What I am doing is running a script with an SNMP extension which calls sudo to run smartctl to check the SMART status of drives behind a MegaRAID card. It lets Nagios alert me if the SMART status degrades. When I've done this previously I have just taken the easy way out and disabled SELinux, but this time I would like to see if I can get it working with SELinux enabled.

[TrevorH]

But it does work in permissive mode (setenforce 0)? If so then it is an selinux problem so that probably means you're hitting something that is dontaudit'ed so run semodule -DB to disable the dontaudit rules, use setenforce 0 to go permissive then recreate and check again.

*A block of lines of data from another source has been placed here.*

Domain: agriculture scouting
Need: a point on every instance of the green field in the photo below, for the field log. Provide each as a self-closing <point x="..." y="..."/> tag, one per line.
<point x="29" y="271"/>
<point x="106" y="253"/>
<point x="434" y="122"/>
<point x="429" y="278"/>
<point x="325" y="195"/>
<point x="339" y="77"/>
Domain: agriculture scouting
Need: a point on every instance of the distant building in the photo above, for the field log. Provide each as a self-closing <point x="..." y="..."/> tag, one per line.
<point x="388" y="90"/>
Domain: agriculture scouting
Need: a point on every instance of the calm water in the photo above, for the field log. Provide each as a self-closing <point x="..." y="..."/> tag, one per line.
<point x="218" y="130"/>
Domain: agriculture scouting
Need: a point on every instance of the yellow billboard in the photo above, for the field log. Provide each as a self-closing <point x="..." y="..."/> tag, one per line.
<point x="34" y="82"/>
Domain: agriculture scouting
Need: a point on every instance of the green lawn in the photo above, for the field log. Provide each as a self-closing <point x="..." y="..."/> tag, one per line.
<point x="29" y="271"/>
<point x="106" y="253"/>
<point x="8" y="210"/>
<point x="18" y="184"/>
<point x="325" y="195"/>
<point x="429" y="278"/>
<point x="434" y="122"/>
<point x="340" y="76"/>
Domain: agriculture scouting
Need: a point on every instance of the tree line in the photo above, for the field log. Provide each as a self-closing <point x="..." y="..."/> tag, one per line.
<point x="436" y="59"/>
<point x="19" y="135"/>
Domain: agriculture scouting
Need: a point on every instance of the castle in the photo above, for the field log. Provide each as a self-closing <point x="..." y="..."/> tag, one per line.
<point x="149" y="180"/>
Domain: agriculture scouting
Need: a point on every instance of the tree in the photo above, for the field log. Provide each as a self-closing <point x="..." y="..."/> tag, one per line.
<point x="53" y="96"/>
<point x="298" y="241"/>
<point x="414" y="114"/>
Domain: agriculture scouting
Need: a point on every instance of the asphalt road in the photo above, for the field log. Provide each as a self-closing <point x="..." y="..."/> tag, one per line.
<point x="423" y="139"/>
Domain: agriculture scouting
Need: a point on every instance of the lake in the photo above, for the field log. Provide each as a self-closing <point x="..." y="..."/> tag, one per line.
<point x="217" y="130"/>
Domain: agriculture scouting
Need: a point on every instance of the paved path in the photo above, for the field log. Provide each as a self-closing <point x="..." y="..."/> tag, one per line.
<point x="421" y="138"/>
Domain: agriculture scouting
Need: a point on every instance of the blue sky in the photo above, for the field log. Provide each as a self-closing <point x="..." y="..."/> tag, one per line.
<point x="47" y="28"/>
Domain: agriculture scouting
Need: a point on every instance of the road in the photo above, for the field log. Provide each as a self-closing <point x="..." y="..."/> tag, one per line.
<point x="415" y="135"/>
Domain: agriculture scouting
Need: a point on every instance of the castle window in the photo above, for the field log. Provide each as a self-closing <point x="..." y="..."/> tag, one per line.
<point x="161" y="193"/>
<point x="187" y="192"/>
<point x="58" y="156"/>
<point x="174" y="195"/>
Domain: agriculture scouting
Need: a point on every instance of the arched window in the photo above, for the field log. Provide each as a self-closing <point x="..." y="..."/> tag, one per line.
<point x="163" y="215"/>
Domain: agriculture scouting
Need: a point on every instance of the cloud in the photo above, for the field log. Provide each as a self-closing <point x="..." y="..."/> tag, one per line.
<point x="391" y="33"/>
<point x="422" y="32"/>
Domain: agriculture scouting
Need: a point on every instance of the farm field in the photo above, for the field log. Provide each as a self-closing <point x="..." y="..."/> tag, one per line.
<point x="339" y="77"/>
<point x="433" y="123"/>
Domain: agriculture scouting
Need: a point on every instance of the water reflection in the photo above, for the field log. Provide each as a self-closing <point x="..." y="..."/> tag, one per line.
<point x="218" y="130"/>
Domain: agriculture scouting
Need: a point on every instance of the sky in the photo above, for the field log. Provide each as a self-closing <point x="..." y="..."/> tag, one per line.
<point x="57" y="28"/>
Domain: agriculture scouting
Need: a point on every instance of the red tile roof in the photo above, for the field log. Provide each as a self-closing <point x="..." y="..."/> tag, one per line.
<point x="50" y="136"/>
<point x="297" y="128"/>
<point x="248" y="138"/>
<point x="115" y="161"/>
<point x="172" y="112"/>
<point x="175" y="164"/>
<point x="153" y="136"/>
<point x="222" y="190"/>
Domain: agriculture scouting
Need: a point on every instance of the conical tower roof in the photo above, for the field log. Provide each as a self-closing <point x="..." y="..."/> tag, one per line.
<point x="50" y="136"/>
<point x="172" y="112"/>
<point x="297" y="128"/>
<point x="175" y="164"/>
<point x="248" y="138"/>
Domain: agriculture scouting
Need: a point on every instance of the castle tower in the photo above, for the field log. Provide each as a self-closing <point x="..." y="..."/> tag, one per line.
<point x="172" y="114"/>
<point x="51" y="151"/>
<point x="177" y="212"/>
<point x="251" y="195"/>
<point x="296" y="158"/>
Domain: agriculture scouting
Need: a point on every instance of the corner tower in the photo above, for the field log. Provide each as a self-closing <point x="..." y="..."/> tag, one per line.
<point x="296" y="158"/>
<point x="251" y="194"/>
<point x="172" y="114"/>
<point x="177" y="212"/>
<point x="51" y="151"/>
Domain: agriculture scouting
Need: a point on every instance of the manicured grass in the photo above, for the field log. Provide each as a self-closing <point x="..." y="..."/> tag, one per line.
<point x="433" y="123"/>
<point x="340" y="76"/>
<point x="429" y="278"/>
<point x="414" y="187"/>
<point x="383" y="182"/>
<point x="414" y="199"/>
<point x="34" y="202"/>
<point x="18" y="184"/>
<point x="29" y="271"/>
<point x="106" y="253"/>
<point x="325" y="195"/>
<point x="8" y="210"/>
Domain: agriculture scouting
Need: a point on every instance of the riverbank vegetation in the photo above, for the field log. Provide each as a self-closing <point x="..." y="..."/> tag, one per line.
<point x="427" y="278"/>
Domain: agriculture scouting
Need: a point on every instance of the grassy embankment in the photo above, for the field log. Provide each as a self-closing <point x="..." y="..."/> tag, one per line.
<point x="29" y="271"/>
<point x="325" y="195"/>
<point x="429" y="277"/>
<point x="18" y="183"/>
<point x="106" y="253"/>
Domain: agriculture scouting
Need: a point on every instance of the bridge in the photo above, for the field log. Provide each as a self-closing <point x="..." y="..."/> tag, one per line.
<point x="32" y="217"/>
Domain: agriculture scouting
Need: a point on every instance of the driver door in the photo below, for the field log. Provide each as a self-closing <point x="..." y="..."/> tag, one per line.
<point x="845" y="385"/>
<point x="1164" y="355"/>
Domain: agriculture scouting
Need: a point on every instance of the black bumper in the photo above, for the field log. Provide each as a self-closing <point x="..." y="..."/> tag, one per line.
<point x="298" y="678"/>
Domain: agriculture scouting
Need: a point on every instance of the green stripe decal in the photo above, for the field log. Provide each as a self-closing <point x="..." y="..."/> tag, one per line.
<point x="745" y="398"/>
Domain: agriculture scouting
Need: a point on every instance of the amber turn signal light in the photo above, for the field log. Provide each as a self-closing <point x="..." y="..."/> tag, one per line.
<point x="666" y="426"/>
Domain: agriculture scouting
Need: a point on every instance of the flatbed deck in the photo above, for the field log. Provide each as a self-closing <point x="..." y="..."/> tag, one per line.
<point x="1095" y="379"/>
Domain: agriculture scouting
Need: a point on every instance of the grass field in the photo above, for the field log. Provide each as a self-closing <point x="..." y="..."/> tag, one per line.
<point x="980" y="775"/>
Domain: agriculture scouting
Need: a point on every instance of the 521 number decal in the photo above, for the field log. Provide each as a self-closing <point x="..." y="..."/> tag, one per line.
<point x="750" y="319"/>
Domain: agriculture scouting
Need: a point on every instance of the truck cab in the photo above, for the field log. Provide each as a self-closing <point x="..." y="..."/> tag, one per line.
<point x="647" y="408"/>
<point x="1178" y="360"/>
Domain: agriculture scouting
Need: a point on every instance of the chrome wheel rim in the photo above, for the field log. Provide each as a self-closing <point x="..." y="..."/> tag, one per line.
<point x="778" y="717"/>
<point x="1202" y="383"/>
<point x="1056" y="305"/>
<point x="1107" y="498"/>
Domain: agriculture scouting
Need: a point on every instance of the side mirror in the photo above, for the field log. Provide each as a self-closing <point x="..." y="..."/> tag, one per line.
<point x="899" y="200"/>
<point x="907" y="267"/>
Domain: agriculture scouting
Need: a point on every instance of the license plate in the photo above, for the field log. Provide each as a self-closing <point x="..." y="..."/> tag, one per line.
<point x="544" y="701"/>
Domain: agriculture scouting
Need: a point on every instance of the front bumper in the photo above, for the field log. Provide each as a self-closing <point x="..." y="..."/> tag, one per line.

If it doesn't work in permissive then perhaps you're hiitting the usual sudo "notty" type error instead?

[piggy_op]

Here's what I just did:

- SELinux enforcing
- log rotate, remove old log
- semodule -DB
- On Nagios machine, run the SNMP command, get the error "sudo: unable to send audit message: Permission denied"
- run grep -i avc /var/log/audit/audit.log | audit2allow -M snmpsudo6 (6 because I have run it a number of times before, incrementing)
- run semodule -i snmpsudo6.pp
- On Nagios machine, run the SNMP command again and... it works!

Thanks so much for your help, I had tried most of these in various permutations but your instructions helped me get it all in the right sequence. You're a star!

[TrevorH]

semodule -B to re-enable the dontaudit rules BTW.

[piggy_op]

I did that but I appreciate the reminder!